The Eastleigh by-election 28 February 2013

By-elections are an important feature of British politics and a few have had a significant impact on national politics.  Whether Eastleigh falls into that category only time will tell.  But it was a significant election called in the wake of Chris Huhne’s admission (finally) that he had perverted the course of justice and during the changing ramifications of the ‘sex scandal’ in the Liberal Democratic Party and six days after Britain lost its AAA credit rating.  That the Liberal Democrats retained the seat, albeit with a significantly reduced majority was a victory ‘against the odds’ but hardly ‘stunning’ as Nick Clegg maintains when there was a 19.3 per cent swing to UKIP and its share of the vote fell by 14 per cent since the 2010 general election.

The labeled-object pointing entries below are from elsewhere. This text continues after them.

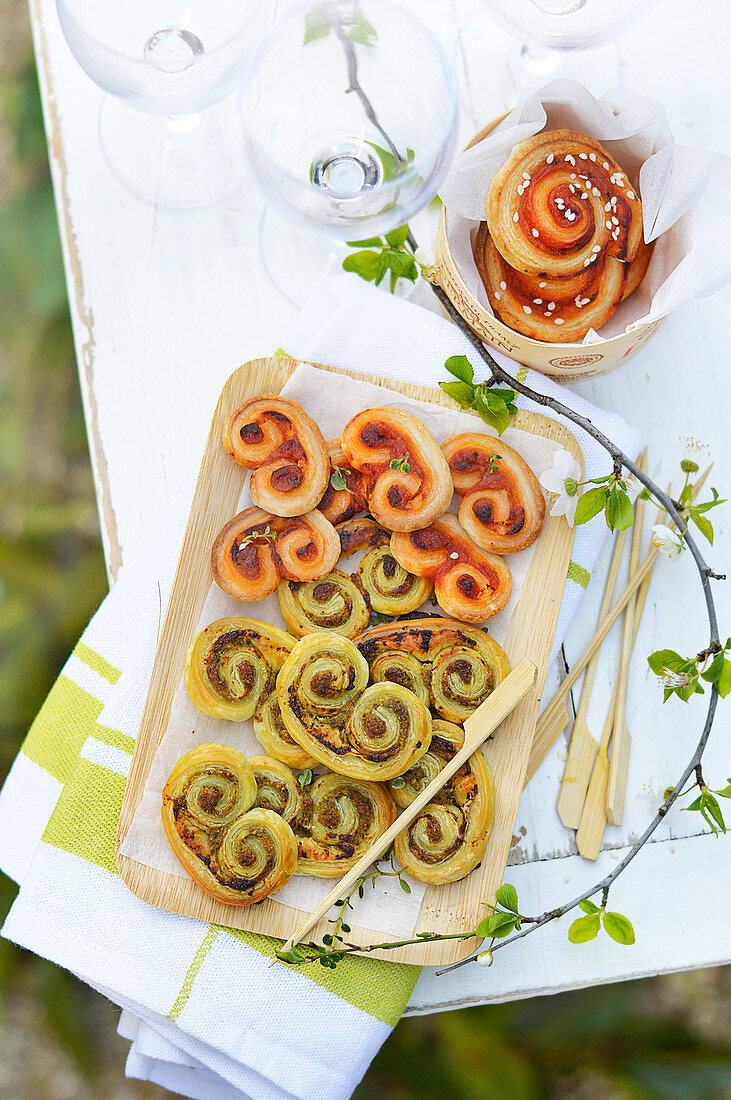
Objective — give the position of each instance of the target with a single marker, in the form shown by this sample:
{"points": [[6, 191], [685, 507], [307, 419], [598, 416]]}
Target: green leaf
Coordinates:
{"points": [[589, 505], [461, 367], [365, 264], [704, 525], [619, 927], [398, 237], [507, 897], [584, 928]]}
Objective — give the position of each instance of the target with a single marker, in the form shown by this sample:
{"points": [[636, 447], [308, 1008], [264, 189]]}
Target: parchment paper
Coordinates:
{"points": [[685, 195], [331, 399]]}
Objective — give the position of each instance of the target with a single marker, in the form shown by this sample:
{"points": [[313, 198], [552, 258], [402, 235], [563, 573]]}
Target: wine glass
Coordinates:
{"points": [[174, 62], [350, 118]]}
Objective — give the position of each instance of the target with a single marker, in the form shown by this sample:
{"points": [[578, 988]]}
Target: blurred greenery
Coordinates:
{"points": [[664, 1038]]}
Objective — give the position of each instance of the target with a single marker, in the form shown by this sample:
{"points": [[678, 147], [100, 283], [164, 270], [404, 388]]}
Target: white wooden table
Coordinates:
{"points": [[166, 304]]}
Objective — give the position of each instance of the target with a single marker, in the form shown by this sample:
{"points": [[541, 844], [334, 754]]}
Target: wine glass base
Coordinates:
{"points": [[297, 259], [174, 162]]}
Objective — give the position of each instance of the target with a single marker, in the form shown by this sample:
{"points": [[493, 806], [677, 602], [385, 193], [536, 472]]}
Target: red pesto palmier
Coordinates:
{"points": [[502, 506], [339, 505], [469, 584], [560, 204], [276, 439], [555, 310], [407, 480], [256, 549]]}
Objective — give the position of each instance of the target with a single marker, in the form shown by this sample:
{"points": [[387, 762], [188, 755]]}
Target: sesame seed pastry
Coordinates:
{"points": [[469, 584], [362, 732], [450, 666], [407, 480], [344, 495], [502, 506], [280, 444], [232, 664], [256, 549], [336, 603], [236, 853]]}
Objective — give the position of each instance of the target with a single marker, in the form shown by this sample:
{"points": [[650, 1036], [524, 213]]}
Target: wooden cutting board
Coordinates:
{"points": [[447, 909]]}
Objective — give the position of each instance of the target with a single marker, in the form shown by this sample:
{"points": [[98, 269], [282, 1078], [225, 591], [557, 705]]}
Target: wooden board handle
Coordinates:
{"points": [[478, 726]]}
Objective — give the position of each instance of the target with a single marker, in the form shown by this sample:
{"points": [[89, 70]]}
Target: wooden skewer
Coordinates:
{"points": [[543, 740], [478, 726], [583, 745], [621, 739]]}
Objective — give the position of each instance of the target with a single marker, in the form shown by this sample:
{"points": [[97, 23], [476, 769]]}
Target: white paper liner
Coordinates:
{"points": [[685, 195], [332, 399]]}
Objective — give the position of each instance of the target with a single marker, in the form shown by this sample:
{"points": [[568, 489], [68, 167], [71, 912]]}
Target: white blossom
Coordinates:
{"points": [[561, 482], [667, 541], [427, 262]]}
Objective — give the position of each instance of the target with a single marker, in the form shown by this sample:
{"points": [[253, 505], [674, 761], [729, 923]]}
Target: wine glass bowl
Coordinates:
{"points": [[350, 116]]}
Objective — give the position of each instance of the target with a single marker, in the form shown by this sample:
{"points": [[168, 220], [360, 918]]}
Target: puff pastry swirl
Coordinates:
{"points": [[502, 506], [276, 439]]}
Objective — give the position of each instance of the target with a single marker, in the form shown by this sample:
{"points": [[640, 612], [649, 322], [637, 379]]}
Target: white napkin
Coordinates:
{"points": [[205, 1014]]}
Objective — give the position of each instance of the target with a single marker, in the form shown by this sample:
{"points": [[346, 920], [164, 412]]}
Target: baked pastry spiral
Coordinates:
{"points": [[390, 589], [235, 853], [231, 668], [342, 818], [256, 549], [469, 584], [560, 202], [335, 603], [276, 439], [407, 481], [272, 735], [555, 310], [362, 732], [449, 837], [277, 789], [502, 506], [451, 666], [344, 495]]}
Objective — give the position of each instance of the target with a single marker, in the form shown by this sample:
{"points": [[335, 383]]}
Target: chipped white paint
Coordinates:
{"points": [[166, 304]]}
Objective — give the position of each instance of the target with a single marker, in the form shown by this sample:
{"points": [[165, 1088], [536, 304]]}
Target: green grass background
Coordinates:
{"points": [[664, 1038]]}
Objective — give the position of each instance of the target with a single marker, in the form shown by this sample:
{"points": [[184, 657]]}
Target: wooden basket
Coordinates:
{"points": [[565, 362]]}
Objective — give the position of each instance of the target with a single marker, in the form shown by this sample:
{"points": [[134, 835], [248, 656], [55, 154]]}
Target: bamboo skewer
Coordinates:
{"points": [[478, 726], [621, 739], [583, 745], [545, 733]]}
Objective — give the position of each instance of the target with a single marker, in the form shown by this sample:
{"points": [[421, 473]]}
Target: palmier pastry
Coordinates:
{"points": [[276, 439], [344, 495], [234, 851], [342, 818], [407, 480], [362, 732], [449, 837], [231, 668], [390, 589], [450, 666], [272, 735], [335, 603], [545, 308], [502, 506], [469, 584], [256, 549], [560, 204]]}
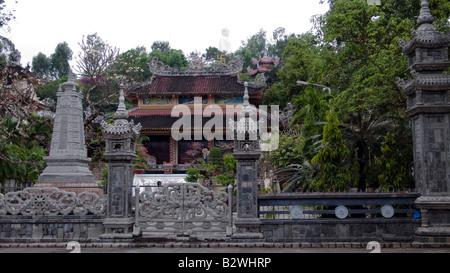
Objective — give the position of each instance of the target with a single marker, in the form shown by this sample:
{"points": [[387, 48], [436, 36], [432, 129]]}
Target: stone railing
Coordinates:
{"points": [[336, 205], [51, 202]]}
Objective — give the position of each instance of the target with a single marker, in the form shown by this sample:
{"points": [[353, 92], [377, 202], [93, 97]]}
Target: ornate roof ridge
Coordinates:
{"points": [[197, 68]]}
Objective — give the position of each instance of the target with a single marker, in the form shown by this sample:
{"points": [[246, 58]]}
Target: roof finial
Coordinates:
{"points": [[425, 16]]}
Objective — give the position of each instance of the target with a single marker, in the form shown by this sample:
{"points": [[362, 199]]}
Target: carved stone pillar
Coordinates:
{"points": [[247, 152], [428, 95], [67, 164], [120, 139]]}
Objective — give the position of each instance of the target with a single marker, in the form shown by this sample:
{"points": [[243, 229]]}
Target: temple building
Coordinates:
{"points": [[265, 64], [217, 84]]}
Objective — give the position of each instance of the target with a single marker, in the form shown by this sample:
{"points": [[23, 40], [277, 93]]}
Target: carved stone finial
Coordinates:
{"points": [[246, 96], [70, 85], [425, 16], [121, 113]]}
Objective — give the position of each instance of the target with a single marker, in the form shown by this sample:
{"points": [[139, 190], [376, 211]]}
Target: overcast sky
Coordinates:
{"points": [[189, 25]]}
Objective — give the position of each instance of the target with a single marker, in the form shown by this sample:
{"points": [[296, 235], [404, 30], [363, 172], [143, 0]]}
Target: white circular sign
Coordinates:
{"points": [[387, 211], [341, 212]]}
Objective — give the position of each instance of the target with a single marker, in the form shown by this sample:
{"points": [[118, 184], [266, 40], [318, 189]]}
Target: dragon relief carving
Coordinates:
{"points": [[51, 202]]}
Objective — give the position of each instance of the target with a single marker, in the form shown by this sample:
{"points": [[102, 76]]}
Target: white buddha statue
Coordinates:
{"points": [[225, 43]]}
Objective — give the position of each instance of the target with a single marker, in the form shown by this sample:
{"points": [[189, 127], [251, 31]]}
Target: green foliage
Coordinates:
{"points": [[332, 160], [140, 163], [22, 158], [167, 55], [225, 179], [193, 174], [229, 162], [394, 172], [215, 158], [56, 66]]}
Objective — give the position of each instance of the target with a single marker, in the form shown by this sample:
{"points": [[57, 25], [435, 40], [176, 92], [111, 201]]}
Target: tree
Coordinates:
{"points": [[332, 160], [60, 60], [42, 65], [167, 55], [95, 64], [394, 175]]}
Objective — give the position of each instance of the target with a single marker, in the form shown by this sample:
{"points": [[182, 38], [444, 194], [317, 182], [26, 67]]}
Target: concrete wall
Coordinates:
{"points": [[336, 230], [34, 229]]}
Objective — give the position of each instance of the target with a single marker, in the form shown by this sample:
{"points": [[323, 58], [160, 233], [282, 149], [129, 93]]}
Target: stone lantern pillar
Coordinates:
{"points": [[120, 140], [246, 152], [428, 98]]}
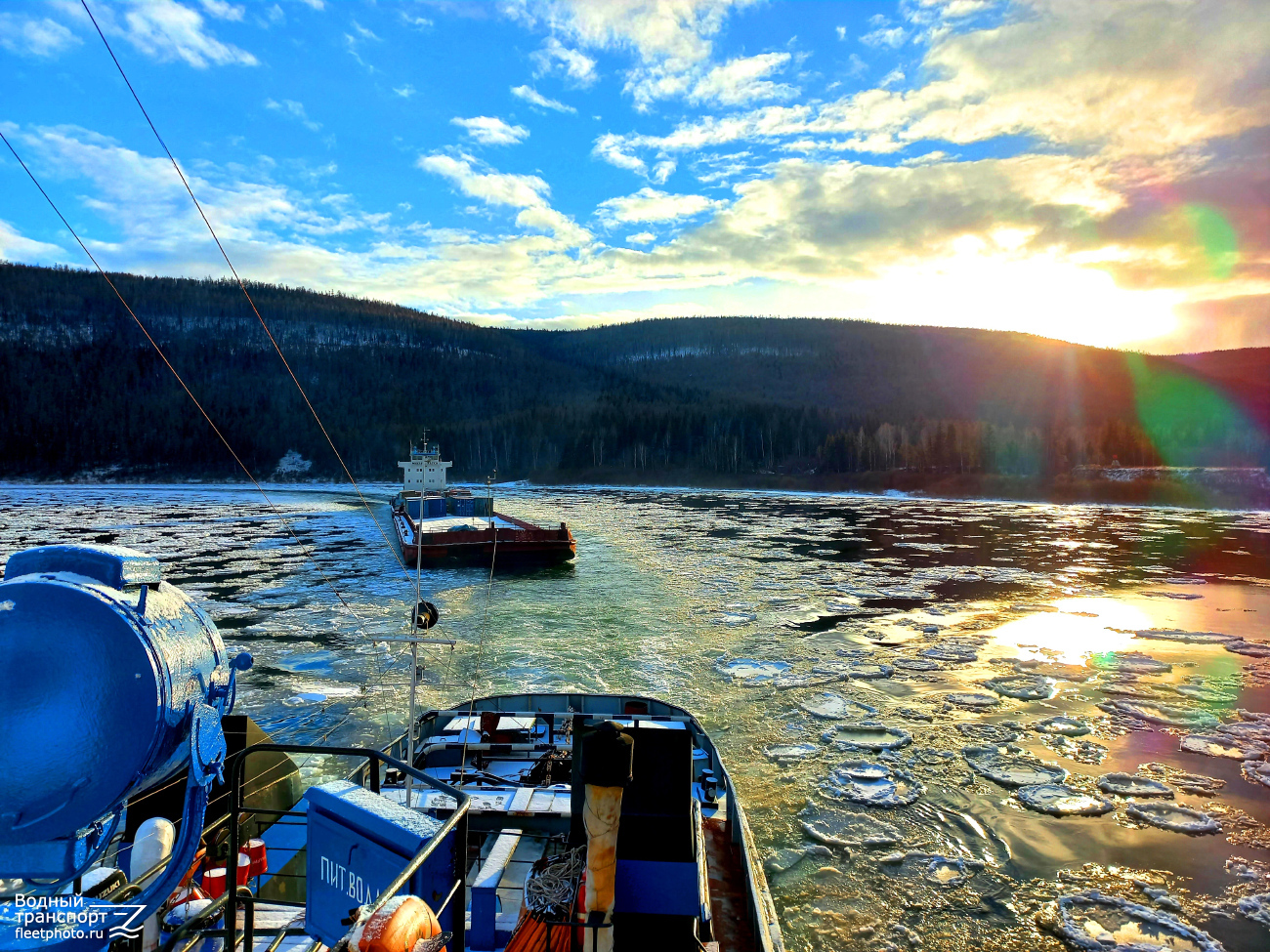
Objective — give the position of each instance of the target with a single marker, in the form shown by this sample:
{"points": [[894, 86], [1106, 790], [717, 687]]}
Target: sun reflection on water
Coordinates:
{"points": [[1080, 627]]}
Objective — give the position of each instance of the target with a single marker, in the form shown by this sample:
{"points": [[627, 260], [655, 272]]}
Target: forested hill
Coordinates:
{"points": [[681, 396]]}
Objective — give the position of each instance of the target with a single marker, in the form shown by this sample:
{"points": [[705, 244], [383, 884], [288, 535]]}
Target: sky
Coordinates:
{"points": [[1080, 169]]}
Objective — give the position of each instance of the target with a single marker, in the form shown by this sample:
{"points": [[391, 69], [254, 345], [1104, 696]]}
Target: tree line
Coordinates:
{"points": [[727, 396]]}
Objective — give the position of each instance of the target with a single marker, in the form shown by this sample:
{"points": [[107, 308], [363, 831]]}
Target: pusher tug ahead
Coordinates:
{"points": [[437, 524], [139, 812]]}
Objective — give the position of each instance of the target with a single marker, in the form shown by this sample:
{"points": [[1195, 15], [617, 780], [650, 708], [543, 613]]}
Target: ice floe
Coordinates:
{"points": [[1224, 745], [834, 707], [1256, 772], [990, 732], [1249, 648], [1189, 638], [1024, 686], [1128, 785], [935, 868], [1255, 908], [1061, 800], [868, 735], [783, 753], [1177, 819], [972, 701], [1159, 712], [1129, 663], [837, 828], [1096, 923], [1082, 750], [898, 788], [1011, 770], [750, 671], [870, 672], [1066, 726], [956, 650], [917, 664], [863, 769]]}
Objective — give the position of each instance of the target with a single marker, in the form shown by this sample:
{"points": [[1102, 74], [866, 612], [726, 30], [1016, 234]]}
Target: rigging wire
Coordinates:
{"points": [[242, 286], [185, 386]]}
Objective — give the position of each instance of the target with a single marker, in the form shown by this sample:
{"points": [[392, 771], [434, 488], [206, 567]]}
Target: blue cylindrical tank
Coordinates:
{"points": [[101, 661]]}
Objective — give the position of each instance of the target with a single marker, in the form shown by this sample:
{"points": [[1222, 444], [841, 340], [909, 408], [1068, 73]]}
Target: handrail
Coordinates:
{"points": [[233, 766]]}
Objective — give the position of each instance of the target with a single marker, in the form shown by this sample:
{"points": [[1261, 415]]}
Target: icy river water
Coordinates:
{"points": [[943, 716]]}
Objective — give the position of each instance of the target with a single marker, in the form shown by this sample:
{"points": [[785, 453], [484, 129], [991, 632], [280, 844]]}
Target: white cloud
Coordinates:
{"points": [[572, 64], [1134, 83], [29, 36], [893, 37], [296, 110], [951, 242], [16, 246], [494, 188], [648, 204], [743, 80], [672, 39], [223, 11], [415, 21], [892, 77], [363, 32], [166, 30], [491, 131], [614, 150], [531, 96]]}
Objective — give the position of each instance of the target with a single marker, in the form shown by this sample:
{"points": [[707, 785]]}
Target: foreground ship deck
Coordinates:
{"points": [[503, 774]]}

For the Conservatives this was fair more than the ‘disappointing’ result, David Cameron’s verdict, it was a humiliating defeat in a constituency that it must win in a general election to secure a majority government.  As for Labour, yes Eastleigh is its 258th target seat and it has never come close to winning it, but it failed to extend its appeal beyond its core voters despite the current unpopularity of the government.  Yes, it will say that the anti-government vote went to UKIP but that neglects the point that Ed Milliband’s One Nation Labour made no inroads in a southern English seat.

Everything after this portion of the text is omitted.